The chairman of the Mauritius Tourism Promotion Authority (MTPA) apologised as he offered me his left hand to shake instead of his right on Monday afternoon. His right was bound up in a sling.
“Bicycle accident,” shrugged Robert Desvaux. “I crashed last week, broke my collarbone. I had to have micro-surgery on it. It was done by a South African doctor, actually.”
Desvaux has ridden the Cape Argus Pick n Pay Cycle Tour and knows something of SA cycling. His nation had just hosted the African Mountainbike Championships at the Casela Park at the weekend, the reason the MTPA had flown me over, on short notice, from Joburg to Mauritius.
Tourism is a big industry in Mauritius and they crave the publicity. He asked me how the championships had gone.
SA had carved up the main races with the swiftness that Desvaux’s surgeon had done his collarbone, but I put it in a much more gentle way.
“It was a good day for South Africa,” I told him. It had been. SA had won all five of the cross-country titles. Mauritius had won the downhill event the next day, but that was because the only entrants in the event were from Mauritius.
Just four nations in total entered the championships: SA, who, with 15 riders, had the biggest team, Namibia, Mauritius and Rwanda with a single participant in Adrien Niyonshuti.
Philip Buys won the men’s elite race from Marc Bassingthwaighte with Niyonshuti in third. Most of the Mauritian men’s elite and under-23 riders were taken off the course with two laps remaining.
Candice Neethling was the only under-12 woman at the event, while there were just two elite women competing.
As Declan, the Irish commissaire here on behalf of the International Cycling Union and whose last name escapes me, told me: “It’s a massive pity the turn-out wasn’t better. They’ve done a magnificent job in putting this on.
“The UCI have set rules and standards that have to be in place before we let the race take place, whether that race be the world championships or a World Cup, and they have met them,” said Declan.
“They were given the race at the last minute to put on and they’ve done brilliantly.”
Last year, said Declan, there were also only four nations represented at the African Champs held in Jonkershoek near Stellenbosch.
Burry Stander, SA’s great hope for a medal in the cross-country in London, won that race. Bassingthwaighte was second, Buys third and Niyonshuti fourth.
The reason for the South Africans coming to Mauritius was simple – they wanted the precious UCI points that would help them improve their seeding at the world championships later in the year.

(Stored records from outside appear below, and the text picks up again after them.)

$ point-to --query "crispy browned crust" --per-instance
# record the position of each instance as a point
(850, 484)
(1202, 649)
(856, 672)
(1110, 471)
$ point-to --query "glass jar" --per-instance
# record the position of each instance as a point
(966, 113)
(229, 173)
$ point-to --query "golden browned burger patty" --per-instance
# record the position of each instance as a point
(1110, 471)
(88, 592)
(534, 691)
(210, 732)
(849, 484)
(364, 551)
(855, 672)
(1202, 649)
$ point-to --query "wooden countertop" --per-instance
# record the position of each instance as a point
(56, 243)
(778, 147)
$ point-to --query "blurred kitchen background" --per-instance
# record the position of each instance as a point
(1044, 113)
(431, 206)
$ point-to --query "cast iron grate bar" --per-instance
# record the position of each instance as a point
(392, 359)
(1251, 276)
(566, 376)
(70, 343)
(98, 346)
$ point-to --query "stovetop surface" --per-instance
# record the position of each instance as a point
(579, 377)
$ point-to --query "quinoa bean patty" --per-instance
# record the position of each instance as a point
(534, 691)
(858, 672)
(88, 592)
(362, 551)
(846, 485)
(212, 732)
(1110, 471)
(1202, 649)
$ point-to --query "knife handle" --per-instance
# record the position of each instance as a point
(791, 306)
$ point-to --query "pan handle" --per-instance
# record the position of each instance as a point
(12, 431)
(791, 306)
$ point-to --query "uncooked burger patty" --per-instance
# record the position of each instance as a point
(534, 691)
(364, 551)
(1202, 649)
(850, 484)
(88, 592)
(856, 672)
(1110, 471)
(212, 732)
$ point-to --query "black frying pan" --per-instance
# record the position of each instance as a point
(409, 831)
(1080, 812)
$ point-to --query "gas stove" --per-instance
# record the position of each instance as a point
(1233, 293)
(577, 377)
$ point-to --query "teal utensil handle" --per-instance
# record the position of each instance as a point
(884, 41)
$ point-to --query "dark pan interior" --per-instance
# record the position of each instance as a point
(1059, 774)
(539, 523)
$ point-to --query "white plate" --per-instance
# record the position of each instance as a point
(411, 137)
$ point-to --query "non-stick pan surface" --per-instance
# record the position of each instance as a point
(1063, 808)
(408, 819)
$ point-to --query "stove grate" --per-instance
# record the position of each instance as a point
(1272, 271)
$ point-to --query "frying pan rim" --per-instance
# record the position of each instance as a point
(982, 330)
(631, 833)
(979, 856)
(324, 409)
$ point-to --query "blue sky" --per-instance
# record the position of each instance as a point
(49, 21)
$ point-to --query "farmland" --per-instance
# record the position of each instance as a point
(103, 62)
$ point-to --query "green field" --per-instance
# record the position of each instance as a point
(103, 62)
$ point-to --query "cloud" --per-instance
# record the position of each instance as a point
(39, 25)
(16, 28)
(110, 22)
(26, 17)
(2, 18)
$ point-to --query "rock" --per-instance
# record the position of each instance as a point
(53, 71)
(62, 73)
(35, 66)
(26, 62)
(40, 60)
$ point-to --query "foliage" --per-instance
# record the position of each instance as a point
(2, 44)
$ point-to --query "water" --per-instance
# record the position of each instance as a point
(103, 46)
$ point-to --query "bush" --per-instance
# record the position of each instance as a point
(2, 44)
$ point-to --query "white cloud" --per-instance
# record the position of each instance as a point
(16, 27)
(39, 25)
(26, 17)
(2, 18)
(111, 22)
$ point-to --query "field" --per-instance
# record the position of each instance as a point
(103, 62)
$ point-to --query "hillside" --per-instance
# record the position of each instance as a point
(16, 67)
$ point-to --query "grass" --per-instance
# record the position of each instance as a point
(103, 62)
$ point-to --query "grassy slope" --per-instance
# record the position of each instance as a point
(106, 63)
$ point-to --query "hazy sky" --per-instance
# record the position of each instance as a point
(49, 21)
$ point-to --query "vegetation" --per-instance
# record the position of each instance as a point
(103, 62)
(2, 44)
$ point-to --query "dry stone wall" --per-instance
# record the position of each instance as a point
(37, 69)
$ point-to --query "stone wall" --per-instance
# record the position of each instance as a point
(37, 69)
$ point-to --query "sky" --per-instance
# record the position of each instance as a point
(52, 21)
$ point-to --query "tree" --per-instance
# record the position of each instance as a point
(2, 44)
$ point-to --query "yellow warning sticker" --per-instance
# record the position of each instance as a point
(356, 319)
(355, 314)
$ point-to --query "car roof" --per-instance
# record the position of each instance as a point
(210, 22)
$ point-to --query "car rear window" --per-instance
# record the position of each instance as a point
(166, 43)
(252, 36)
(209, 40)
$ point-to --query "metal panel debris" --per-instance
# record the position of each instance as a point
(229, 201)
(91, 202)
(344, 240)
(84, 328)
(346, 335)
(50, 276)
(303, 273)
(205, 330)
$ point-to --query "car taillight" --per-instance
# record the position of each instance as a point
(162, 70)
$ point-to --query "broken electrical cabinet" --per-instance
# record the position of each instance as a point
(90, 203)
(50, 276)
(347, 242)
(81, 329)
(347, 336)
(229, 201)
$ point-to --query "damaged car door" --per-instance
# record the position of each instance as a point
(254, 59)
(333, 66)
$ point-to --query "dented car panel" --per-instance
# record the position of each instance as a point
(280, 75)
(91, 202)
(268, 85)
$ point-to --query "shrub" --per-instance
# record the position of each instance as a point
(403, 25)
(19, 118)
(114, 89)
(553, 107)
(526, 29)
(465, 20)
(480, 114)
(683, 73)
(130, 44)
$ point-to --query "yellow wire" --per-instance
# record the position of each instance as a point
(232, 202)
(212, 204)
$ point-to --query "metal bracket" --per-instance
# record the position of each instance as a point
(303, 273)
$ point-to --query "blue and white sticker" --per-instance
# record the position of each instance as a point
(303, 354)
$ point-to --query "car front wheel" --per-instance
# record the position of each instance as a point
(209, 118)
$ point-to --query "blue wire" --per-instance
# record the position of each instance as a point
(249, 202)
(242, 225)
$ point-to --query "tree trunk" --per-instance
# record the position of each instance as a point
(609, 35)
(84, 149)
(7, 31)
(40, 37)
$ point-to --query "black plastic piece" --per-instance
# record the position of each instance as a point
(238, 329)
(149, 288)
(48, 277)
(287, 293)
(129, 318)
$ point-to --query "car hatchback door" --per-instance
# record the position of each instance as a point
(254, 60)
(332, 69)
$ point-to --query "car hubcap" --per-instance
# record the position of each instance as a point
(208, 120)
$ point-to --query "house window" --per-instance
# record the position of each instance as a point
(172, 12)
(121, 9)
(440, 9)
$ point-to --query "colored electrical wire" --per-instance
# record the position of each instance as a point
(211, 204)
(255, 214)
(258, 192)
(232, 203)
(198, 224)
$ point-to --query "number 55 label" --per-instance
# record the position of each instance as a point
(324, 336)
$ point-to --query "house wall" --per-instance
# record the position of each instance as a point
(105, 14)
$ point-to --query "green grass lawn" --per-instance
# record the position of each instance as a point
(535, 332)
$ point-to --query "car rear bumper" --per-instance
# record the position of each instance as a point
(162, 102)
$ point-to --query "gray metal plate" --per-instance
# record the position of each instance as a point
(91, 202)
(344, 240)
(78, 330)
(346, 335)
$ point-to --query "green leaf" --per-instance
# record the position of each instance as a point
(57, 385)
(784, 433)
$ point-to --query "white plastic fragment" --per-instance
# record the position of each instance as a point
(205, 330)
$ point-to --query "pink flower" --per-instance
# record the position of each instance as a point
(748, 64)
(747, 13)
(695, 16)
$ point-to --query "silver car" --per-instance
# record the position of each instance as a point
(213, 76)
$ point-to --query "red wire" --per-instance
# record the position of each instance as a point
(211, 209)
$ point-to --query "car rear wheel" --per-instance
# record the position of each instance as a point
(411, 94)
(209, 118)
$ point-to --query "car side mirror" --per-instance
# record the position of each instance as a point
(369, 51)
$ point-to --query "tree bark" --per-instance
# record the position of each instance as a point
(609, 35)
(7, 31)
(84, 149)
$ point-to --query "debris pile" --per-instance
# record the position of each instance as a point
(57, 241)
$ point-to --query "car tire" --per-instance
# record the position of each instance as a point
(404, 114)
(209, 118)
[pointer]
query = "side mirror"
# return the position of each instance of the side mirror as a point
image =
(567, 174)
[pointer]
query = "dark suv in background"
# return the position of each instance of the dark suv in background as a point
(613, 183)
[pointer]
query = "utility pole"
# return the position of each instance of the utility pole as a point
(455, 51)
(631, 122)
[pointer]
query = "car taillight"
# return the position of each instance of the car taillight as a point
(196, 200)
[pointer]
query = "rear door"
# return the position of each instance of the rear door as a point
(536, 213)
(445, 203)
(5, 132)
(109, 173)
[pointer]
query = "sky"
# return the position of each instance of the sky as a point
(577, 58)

The better their seeding, the nearer to the front of the starting pen they will stand.
“I get 200 UCI points for winning here, and they are easier to get than in Europe,” said Neethling as frankly as you could wish for.
Buys said the same thing. When he was removed from the course with one lap remaining, SA under-23 rider Shaun Silver was heard nervously asking the UCI official if he would still get the UCI points. He smiled when she said yes.
When he saw the field for the downhill race Buys, who had won the elite cross-country race the day before, joked that he should have entered that as well. He should have. In the seeding run, some of the riders taking place in the open race were faster than the Mauritian national team.
One Mauritian rode the tough downhill on a hard-tail 26-inch bike; another rode on the Specialised Epic 29er he had used the day before in the cross-country race.
At one stage he was the fastest in the event, but was eventually overtaken. He had a 2012 Absa Cape Epic sticker on his top tube.
It was a pity, I told Desvaux, that there had not been more people taking part in the championships. He agreed.
“I am trying to push cycling as a tourist attraction, but it is hard. Maybe one day we’ll succeed.”